Russian Church to Visit Georgia

Supplementing Dialogue with Deeds


Interdenominational Russian committee planning to visit Georgia


M o s c o w -- Before the end of 2008, Moscow’s “Christian Inter-Confessional Advisory Committee” (CIAC) is planning to send a delegation of Catholic, Orthodox and Protestant leaders to Georgia. The Protestant member of the triumvirate heading the CIAC, the Baptist Pastor Vitaly Vlasenko (Moscow), explained: “We must go and meet with political and religious leaders as well as with people in general. We must grasp what is happening there and see how best we can help. Russian churches have been very involved in helping South Ossetia, but we have done very little in Georgia. It is my hope that not only words, but that also deeds might result from the on-going church dialogue between Russia and Georgia.” Vlasenko, who is Director of External Church Relations for the Russian Union of  Evangelical Christians-Baptists (RUECB), explained that in view of the wide variety of Christian groups present in Georgia, it would be much more helpful if the delegation also included Orthodox and Catholics.

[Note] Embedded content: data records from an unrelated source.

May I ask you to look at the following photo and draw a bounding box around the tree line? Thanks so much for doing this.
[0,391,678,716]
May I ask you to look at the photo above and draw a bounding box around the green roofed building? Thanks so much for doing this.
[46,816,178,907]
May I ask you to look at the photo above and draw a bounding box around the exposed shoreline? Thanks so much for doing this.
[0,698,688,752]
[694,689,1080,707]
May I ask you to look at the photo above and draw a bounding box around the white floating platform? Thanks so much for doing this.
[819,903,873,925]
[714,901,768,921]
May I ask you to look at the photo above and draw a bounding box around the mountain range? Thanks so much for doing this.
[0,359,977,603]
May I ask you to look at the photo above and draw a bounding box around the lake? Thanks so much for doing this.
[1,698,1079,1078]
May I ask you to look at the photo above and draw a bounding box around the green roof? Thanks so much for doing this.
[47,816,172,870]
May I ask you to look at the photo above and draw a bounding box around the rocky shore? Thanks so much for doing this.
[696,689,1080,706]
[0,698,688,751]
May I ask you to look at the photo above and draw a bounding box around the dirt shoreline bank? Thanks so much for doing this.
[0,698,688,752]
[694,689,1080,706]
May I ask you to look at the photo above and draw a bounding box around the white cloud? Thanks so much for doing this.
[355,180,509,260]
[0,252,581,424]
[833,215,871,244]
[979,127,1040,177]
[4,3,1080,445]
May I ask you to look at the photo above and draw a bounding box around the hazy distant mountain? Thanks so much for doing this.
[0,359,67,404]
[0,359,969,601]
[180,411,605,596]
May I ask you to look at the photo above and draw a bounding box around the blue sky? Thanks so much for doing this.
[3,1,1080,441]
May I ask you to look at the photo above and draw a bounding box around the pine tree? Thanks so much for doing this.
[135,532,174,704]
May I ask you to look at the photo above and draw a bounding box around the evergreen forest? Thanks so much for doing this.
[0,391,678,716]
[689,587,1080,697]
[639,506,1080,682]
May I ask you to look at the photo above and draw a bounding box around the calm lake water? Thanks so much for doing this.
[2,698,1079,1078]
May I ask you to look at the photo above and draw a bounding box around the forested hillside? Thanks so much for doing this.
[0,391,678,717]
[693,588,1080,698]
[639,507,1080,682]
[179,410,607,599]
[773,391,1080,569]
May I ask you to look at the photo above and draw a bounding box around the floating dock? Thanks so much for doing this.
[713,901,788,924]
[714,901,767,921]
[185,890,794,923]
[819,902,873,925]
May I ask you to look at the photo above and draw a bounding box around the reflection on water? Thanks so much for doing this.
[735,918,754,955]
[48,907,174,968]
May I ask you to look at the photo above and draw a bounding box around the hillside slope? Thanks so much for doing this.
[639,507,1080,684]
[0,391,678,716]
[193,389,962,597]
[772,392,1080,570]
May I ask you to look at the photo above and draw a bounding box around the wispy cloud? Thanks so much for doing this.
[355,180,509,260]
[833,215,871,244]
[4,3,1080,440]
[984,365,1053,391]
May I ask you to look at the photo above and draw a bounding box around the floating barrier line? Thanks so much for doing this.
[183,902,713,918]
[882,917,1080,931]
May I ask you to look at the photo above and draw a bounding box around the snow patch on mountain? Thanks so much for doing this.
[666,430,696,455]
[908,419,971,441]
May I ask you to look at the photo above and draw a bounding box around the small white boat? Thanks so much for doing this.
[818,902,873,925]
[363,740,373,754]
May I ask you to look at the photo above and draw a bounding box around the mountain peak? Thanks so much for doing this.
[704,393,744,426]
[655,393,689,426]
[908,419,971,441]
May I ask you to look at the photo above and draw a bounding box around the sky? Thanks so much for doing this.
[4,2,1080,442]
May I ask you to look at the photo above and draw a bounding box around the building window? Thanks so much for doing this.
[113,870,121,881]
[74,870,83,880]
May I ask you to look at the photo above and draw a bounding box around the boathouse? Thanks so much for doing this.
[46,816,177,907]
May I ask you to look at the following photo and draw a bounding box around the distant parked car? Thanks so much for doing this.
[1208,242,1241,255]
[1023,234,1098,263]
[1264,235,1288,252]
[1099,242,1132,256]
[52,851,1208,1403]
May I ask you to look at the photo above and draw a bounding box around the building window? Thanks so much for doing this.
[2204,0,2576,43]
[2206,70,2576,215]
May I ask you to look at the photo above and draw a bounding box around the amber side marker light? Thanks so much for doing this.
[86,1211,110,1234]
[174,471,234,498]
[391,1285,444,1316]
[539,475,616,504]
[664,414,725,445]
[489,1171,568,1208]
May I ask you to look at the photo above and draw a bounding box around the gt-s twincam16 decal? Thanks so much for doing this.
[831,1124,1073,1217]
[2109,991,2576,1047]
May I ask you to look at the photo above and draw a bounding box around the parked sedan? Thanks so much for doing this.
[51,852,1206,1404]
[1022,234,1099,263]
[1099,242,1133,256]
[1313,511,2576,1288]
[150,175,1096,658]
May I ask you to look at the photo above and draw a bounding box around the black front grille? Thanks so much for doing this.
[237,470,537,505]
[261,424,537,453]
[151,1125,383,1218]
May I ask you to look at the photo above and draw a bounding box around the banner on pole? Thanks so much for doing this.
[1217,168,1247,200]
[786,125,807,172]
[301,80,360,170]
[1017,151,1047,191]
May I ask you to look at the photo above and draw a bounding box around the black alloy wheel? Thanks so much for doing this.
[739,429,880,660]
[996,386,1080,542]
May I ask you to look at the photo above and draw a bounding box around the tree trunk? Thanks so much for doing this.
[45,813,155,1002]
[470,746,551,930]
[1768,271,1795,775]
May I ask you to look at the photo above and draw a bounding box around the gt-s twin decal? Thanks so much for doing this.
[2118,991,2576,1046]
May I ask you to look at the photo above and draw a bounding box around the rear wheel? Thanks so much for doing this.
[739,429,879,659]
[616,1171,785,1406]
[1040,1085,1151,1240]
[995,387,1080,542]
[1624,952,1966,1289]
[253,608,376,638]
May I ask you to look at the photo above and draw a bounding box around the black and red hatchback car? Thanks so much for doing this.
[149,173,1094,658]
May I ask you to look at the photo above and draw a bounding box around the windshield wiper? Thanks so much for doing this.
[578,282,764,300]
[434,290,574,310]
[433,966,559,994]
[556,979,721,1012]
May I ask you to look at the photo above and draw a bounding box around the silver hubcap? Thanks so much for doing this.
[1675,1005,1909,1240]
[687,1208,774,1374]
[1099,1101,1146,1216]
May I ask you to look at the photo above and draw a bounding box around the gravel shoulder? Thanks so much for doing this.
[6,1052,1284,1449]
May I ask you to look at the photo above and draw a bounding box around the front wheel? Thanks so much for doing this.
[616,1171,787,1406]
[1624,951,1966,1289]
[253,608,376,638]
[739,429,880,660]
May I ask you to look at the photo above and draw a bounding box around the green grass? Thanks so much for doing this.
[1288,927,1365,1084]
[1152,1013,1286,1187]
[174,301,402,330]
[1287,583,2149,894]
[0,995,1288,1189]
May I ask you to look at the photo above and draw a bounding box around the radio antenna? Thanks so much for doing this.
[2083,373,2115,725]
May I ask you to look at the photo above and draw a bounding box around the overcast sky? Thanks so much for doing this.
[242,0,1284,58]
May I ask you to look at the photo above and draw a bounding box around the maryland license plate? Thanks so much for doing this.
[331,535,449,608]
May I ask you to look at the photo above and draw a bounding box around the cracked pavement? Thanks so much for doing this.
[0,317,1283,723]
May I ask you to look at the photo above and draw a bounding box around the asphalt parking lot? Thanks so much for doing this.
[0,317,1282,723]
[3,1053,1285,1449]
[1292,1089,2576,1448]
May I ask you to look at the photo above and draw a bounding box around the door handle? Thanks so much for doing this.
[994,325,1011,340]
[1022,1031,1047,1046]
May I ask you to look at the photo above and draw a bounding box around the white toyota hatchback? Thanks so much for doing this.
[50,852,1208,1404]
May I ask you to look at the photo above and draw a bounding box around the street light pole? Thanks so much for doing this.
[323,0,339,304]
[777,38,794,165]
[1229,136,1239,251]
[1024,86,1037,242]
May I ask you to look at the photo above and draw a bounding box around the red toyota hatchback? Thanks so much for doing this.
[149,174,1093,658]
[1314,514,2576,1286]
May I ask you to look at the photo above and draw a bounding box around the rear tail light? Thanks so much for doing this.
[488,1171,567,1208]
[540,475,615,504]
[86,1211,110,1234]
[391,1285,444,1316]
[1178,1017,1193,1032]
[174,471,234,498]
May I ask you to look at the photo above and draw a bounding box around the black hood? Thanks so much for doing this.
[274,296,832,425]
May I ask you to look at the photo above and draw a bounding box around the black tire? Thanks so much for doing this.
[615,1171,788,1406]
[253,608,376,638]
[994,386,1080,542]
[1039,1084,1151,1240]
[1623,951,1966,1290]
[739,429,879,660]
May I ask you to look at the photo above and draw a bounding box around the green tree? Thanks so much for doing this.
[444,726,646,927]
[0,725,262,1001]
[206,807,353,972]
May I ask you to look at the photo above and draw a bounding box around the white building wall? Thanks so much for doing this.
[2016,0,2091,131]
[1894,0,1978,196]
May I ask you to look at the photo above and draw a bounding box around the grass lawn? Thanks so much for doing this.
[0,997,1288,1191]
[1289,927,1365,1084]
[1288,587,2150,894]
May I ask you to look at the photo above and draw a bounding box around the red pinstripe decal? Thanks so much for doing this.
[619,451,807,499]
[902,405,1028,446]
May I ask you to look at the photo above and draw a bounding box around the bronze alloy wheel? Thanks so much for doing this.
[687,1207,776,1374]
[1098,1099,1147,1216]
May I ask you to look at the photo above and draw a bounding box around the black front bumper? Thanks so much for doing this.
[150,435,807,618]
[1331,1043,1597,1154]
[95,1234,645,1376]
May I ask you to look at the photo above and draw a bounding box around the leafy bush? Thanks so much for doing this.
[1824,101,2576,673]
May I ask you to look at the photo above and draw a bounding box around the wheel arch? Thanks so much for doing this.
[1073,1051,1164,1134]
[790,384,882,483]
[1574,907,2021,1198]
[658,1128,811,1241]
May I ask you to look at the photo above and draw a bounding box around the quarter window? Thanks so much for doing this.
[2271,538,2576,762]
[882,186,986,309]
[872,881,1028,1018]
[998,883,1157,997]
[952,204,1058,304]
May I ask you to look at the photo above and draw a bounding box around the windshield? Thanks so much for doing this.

This desire to form a Russian delegation is one result of a meeting between Russian, Ukrainian and Georgian Baptist leaders at Irpen near Kiev on 30 October. Since RUECB-President Yuri Sipko (Moscow) had not accompanied Vlasenko to the European Baptist Federation’s Council sessions in Lisbon/Portugal at the end of September, Georgian Baptist Archbishop Malkhaz Songulashvili (Tbilisi) had requested that an additional meeting between the two sides take place.


Pastor Vlasenko described the meeting in Irpen as “extremely warm”: “We are old friends and we talked accordingly. I felt total love and acceptance. This terrific atmosphere will be a good foundation for future talks.” He conceded that Sipko’s absence in Portugal supported lingering doubts as to whether the RUECB truly was committed to in-depth relations with the Georgian side. Yet through his actions in Irpen, President Sipko “has proven that our hand of friendship truly is extended towards Georgia. Three very positive things have happened in sequence - our statement on friendship in August as well as the meetings in Lisbon and Irpen – and this should prove that we Russian Baptists are serious and committed in our relationship with Georgian Baptists.”


The Director of External Church Relations cautioned that full agreement has not yet been attained, “but we are continuing to work on a relationship that goes down deeply. We are willing to learn more about our differences and we hope to find unity in our differences. Each national union has the right to be unique. If its special traditions help us to under­stand God better and to love each other more, then they indeed will be helpful to all of us.”


Georgian Baptist introduction of icons and Orthodox-style garb for clergy has raised eyebrows in the Baptist world – and especially in Eastern Europe, Georgian Baptists now regard themselves as an episcopal, hierarchical church - no longer as a traditional, congregationally-based Baptist union. Pastor Vlasenko does not know how Georgian Orthodoxy has reacted to this transition and wants personally to ask the Orthodox in Georgia soon.


William Yoder, Ph.D.

Department for External Church Relations, RUECB

Moscow, 03 November 2008


A release of the Department for External Church Relations of the Russian Union of Evangelical Christians-Baptists. May be published freely. Release #08-51, 493 words.


Note from September 2021: I do not believe any RUECB delegation has visited Georgia since this writing. In view of the fractured nature of Georgian Baptism, visiting any one group would surely cause ire among the others.